Flipping through my mind-catalogue of family reunion books, I had a flicker of inspiration that I managed to tease into a state of frothing enthusiasm and conviction. If you have read Emile Zola at all, you probably know him as the French guy who wrote about people’s horrible lives and/or did the right thing during the Dreyfuss Affair. Did you know that all those people with their horrible lives are part of the same family, though, and Zola’s ouvre traces them throughout time, as family and economic/political systems and the occasional personal “choice” or “action” weave themselves into something resembling but not quite the same as fate? There are basically a million books in the Rougon-Macquart cycle following the families of the children (legitimate and illegitimate) of one woman, Adelaide Fouque, who is described as possessed of various “nervous disorders” but whom we would today call “a lot of fun” and “epileptic.”

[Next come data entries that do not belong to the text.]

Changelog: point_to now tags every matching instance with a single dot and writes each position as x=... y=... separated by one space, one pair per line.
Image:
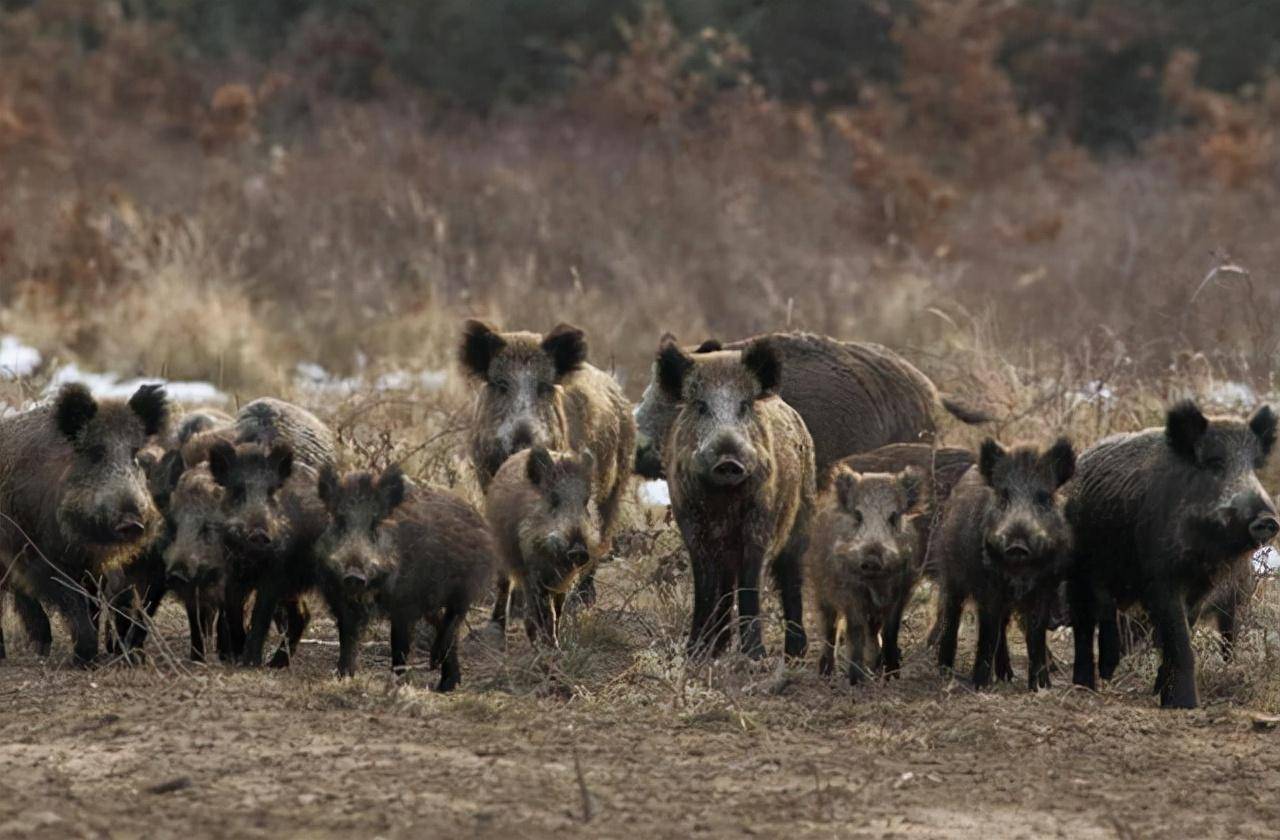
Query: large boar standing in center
x=1160 y=517
x=406 y=552
x=1004 y=543
x=74 y=501
x=862 y=565
x=540 y=391
x=740 y=466
x=853 y=397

Her disorder manifests in different ways in each of her children and their descendants, all against the backdrop of the Second Empire. It’s not really a family saga, because the novels stand on their own (mostly), but it is a family saga in the way family stories really are: discursive, weird, and oblique. What I think would be a really cool thing to do is to read a few of the Rougon-Macquart novels — maybe one about each branch? And then read the one about Adelaide and her marriages. And that’s YOUR story — Adelaide herself is the family reunion! God, isn’t that a more interesting way of dealing with it than reading about who’s trying to worm their way into what will again? Like I said, almost any selections from the cycle will work, though make sure all three branches (the Rougons, the poor Macquarts, and the less-poor Macquarts) are represented.

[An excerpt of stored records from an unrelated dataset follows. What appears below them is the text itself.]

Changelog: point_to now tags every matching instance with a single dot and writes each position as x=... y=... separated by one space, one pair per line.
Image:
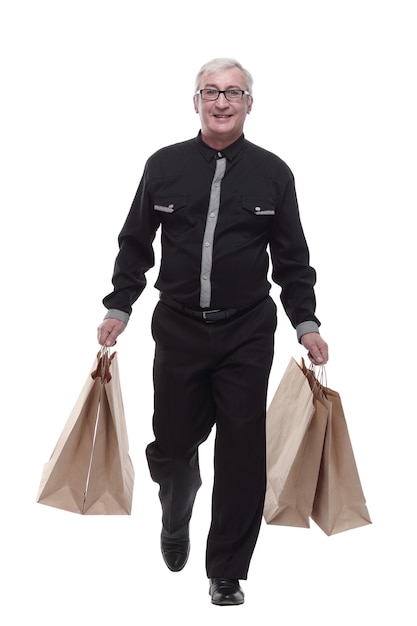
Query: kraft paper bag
x=90 y=470
x=339 y=502
x=295 y=429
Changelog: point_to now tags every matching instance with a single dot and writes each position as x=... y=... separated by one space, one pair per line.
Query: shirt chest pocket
x=257 y=215
x=173 y=213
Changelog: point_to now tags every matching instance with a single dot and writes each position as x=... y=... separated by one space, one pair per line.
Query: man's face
x=222 y=121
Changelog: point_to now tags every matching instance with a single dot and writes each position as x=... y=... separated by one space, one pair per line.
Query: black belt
x=215 y=315
x=212 y=315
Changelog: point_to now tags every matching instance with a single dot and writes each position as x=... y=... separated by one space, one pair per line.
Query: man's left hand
x=317 y=348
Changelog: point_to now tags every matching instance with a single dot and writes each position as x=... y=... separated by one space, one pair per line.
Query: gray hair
x=220 y=64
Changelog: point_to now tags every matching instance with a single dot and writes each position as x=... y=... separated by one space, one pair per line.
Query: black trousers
x=208 y=374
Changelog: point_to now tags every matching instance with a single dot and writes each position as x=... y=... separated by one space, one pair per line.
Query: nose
x=223 y=102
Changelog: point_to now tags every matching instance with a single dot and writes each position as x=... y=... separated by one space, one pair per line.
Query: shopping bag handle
x=102 y=370
x=317 y=376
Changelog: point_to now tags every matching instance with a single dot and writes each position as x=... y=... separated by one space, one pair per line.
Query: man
x=221 y=203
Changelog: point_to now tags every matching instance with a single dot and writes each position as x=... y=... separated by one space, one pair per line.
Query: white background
x=88 y=90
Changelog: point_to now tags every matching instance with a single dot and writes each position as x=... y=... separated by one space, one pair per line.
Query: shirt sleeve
x=136 y=255
x=291 y=268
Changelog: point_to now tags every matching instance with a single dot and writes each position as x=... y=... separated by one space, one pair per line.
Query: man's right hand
x=108 y=331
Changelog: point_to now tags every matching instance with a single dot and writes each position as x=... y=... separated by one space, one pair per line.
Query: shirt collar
x=230 y=152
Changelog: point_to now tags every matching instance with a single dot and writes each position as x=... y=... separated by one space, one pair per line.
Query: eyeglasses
x=232 y=95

Here are my off-the cuff thoughts — Le Docteur Pascal for the Rougons (and everyone), Au Bonheur Des Dames (crossover between Rougons and less-poor Macquarts, also, it’s about shoppppppinnnnng!!!!!!!) and either Germinal or L’Assomoir for the poor Macquarts (and also for killing yourself after?). THEN, go back and read Les Fortunes Des Rougons (the Adelaide book). While you read, keep a family tree handy for reference. Some editions print one as an index or frontispiece or some book word, but they’re also all over the internet. Look, here’s an early, incredibly beautiful and totally useless-to-the-reader early version Zola himself drew.

Basically, you should be able to show up at your family reunion with your own color-coded chart of exactly how everyone has fucked everyone else up. Not only will you win, but you’ll finally belong.

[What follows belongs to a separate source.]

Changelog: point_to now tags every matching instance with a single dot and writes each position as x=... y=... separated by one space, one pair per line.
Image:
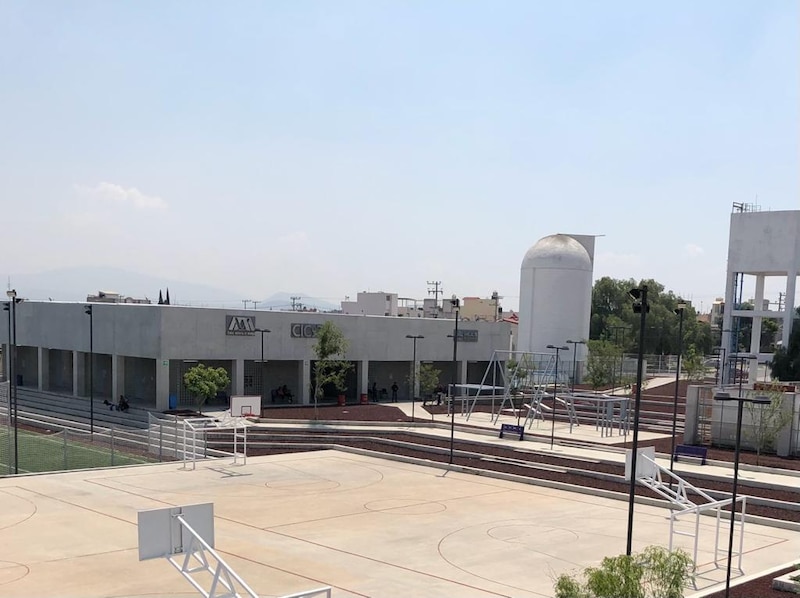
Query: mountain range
x=75 y=284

I just read a brainless book that I hated, and it was all shopping, shoes, shopping, sex, hatred, bitches, shopping, sex, bitches, bitches, bitches. It went on forever, just like this endless fucking book. Ugh. I need something chewy, something to clutch (metaphorically?), something good and wholesome and good for my brain, something to read while wearing a flannel nightgown and tucking my knees up into it and looking out across the heath or whatever (metaphorically). But also please can it not be so boring that after the first 20 pages of pretending to be really into it I put it away because it’s a little bit more boring than I can handle?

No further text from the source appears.